Heap#

The heapq module provides an implementation of the heap queue algorithm, also known as the priority queue algorithm. Heaps are binary trees where every parent node has a value less than or equal to any of its children (min-heap). This cheat sheet covers heap operations including heap sort, priority queues, merging sorted iterables, and finding the n largest or smallest elements efficiently.

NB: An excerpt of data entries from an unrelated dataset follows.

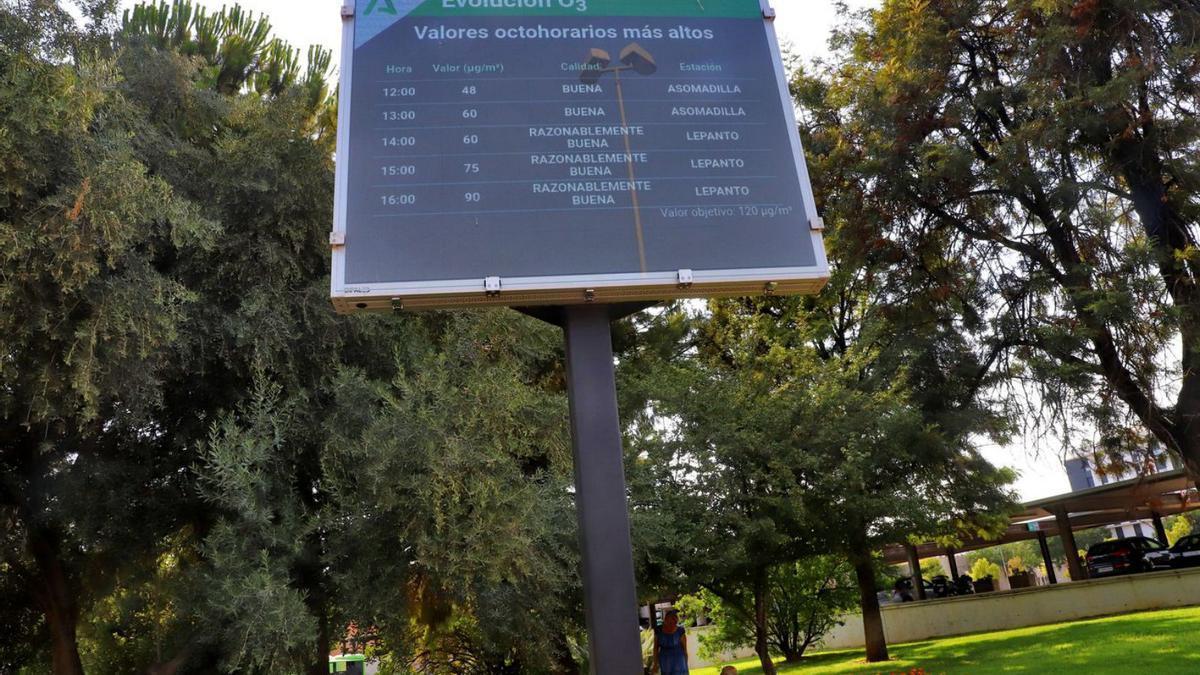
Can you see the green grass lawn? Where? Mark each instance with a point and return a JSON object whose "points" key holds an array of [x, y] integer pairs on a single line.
{"points": [[1153, 643]]}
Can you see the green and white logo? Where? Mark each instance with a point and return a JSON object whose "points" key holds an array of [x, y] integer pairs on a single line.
{"points": [[375, 6]]}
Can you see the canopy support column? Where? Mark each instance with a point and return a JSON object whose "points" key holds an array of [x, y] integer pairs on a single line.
{"points": [[1045, 557], [915, 566], [1071, 549]]}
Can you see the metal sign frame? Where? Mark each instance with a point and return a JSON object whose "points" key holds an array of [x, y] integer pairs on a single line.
{"points": [[534, 291]]}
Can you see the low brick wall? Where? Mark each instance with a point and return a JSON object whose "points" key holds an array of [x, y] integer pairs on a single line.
{"points": [[1027, 607]]}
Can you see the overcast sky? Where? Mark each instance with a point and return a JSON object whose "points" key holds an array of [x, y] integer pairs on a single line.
{"points": [[805, 25]]}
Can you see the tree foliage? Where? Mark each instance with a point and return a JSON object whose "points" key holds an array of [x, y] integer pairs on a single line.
{"points": [[807, 601], [1049, 150]]}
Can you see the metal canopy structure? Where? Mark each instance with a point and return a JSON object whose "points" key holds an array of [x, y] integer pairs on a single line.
{"points": [[1147, 497]]}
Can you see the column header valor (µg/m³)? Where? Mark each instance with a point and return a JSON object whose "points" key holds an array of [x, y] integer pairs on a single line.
{"points": [[562, 151]]}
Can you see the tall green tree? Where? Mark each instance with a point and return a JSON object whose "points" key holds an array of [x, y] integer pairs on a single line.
{"points": [[453, 484], [795, 425], [89, 312], [807, 601], [1051, 144]]}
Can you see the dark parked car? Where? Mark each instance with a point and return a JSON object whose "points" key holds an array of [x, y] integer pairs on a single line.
{"points": [[1125, 556], [1186, 553]]}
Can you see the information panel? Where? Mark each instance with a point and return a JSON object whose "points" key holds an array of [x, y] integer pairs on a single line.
{"points": [[557, 151]]}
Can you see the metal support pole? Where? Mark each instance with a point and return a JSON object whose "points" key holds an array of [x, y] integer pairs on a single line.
{"points": [[1159, 529], [610, 595], [918, 584], [1045, 557], [1075, 566]]}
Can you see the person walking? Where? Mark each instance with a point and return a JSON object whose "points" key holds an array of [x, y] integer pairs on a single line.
{"points": [[670, 646]]}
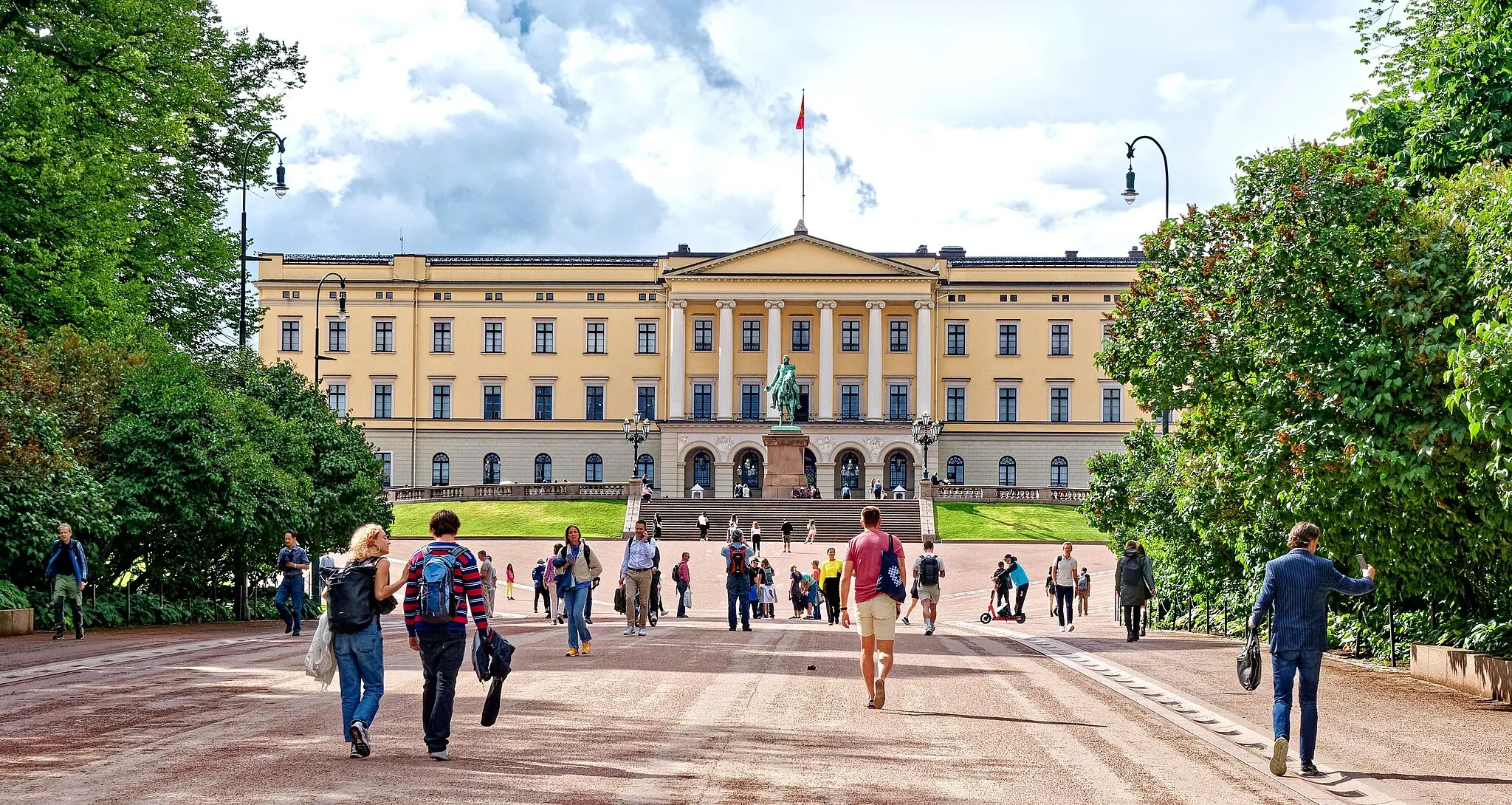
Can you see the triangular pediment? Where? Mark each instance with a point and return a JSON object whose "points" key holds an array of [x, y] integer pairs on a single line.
{"points": [[799, 256]]}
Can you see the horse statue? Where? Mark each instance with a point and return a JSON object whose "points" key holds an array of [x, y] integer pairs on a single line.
{"points": [[783, 389]]}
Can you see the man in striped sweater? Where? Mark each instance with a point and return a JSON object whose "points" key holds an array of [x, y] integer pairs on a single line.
{"points": [[444, 645]]}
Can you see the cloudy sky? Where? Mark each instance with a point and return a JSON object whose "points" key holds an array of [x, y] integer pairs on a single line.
{"points": [[629, 126]]}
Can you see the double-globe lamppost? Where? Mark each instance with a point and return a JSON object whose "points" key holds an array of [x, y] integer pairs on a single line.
{"points": [[1130, 194], [926, 431]]}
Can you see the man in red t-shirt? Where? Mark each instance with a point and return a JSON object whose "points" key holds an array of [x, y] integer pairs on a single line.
{"points": [[877, 614]]}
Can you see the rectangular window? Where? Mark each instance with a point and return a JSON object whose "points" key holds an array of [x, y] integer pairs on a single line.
{"points": [[850, 401], [956, 405], [440, 336], [898, 401], [543, 401], [336, 336], [383, 400], [1007, 339], [289, 336], [898, 336], [493, 336], [1060, 405], [750, 401], [850, 335], [702, 401], [1007, 405], [336, 398], [800, 335], [956, 339], [1112, 405], [383, 336], [1060, 339]]}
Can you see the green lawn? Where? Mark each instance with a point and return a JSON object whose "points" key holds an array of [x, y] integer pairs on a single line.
{"points": [[516, 518], [963, 521]]}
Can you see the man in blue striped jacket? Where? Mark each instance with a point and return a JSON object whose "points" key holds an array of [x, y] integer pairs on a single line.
{"points": [[1298, 586]]}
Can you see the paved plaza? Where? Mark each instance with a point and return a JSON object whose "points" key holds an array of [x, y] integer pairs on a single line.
{"points": [[695, 713]]}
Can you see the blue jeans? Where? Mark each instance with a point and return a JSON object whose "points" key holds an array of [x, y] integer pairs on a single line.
{"points": [[740, 594], [1284, 665], [577, 630], [359, 666], [291, 591]]}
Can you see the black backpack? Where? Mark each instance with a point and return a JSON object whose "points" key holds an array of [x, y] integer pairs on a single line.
{"points": [[929, 571], [350, 601]]}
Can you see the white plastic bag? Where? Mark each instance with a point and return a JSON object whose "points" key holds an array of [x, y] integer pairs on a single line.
{"points": [[320, 662]]}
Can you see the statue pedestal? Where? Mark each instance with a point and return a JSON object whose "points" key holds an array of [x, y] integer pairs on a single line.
{"points": [[783, 463]]}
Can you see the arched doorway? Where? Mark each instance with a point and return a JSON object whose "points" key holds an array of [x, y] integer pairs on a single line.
{"points": [[850, 471], [699, 471], [749, 470], [900, 471]]}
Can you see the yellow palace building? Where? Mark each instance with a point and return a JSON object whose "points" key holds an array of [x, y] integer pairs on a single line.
{"points": [[498, 368]]}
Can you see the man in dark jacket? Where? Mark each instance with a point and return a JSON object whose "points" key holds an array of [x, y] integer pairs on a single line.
{"points": [[1136, 581], [1298, 586], [66, 574]]}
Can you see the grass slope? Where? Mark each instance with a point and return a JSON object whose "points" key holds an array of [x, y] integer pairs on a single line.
{"points": [[1012, 522], [516, 518]]}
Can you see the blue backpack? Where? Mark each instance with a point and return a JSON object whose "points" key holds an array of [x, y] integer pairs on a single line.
{"points": [[437, 586]]}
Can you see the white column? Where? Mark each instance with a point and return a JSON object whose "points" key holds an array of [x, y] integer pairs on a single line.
{"points": [[924, 356], [826, 360], [726, 405], [874, 409], [679, 382], [773, 350]]}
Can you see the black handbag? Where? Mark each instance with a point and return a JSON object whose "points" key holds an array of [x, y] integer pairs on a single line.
{"points": [[1248, 663]]}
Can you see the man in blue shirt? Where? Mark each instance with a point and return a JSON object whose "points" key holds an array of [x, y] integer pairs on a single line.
{"points": [[292, 564], [1298, 586]]}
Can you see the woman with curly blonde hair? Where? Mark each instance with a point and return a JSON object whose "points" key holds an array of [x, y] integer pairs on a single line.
{"points": [[357, 634]]}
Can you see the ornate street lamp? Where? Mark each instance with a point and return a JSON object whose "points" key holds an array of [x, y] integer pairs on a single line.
{"points": [[280, 190], [636, 431], [926, 431]]}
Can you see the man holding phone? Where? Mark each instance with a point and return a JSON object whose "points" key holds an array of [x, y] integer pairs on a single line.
{"points": [[1298, 586]]}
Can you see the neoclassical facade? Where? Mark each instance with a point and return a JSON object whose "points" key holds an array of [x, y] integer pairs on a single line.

The source code is available on GitHub.

References#

Basic Heap Operations#

The heapq module provides functions to create and manipulate heaps. Use heapify to convert a list into a heap in-place in O(n) time. Use heappush and heappop to add and remove elements while maintaining the heap property.

>>> import heapq
>>> # Convert list to heap in-place
>>> h = [5, 1, 3, 2, 6]
>>> heapq.heapify(h)
>>> h[0]  # smallest element at root
1
>>> # Push and pop
>>> heapq.heappush(h, 0)
>>> heapq.heappop(h)
0
>>> # Push and pop in one operation
>>> heapq.heappushpop(h, 4)  # push 4, then pop smallest
1
>>> # Pop and push in one operation
>>> heapq.heapreplace(h, 0)  # pop smallest, then push 0
2

Implement Heap Sort with heapq#

Heap sort works by pushing all elements onto a heap and then popping them off one by one. Since the heap maintains the min-heap property, elements come out in sorted order. The time complexity is O(n log n).

>>> import heapq
>>> a = [5, 1, 3, 2, 6]
>>> h = []
>>> for x in a:
...     heapq.heappush(h, x)
...
>>> x = [heapq.heappop(h) for _ in range(len(a))]
>>> x
[1, 2, 3, 5, 6]

A more efficient approach uses heapify to convert the list in-place:

>>> import heapq
>>> def heap_sort(items):
...     h = items.copy()
...     heapq.heapify(h)
...     return [heapq.heappop(h) for _ in range(len(h))]
...
>>> heap_sort([5, 1, 3, 2, 6])
[1, 2, 3, 5, 6]

Implement Max Heap#

Python’s heapq only provides a min-heap. To implement a max-heap, negate the values when pushing and negate again when popping.

>>> import heapq
>>> # Max heap using negation
>>> h = []
>>> for x in [5, 1, 3, 2, 6]:
...     heapq.heappush(h, -x)
...
>>> [-heapq.heappop(h) for _ in range(len(h))]
[6, 5, 3, 2, 1]

For custom objects, implement __lt__ with reversed comparison:

import heapq

class MaxHeapItem:
    def __init__(self, val):
        self.val = val

    def __lt__(self, other):
        return self.val > other.val  # reversed for max heap

h = []
for x in [5, 1, 3]:
    heapq.heappush(h, MaxHeapItem(x))

print(heapq.heappop(h).val)  # 5 (largest)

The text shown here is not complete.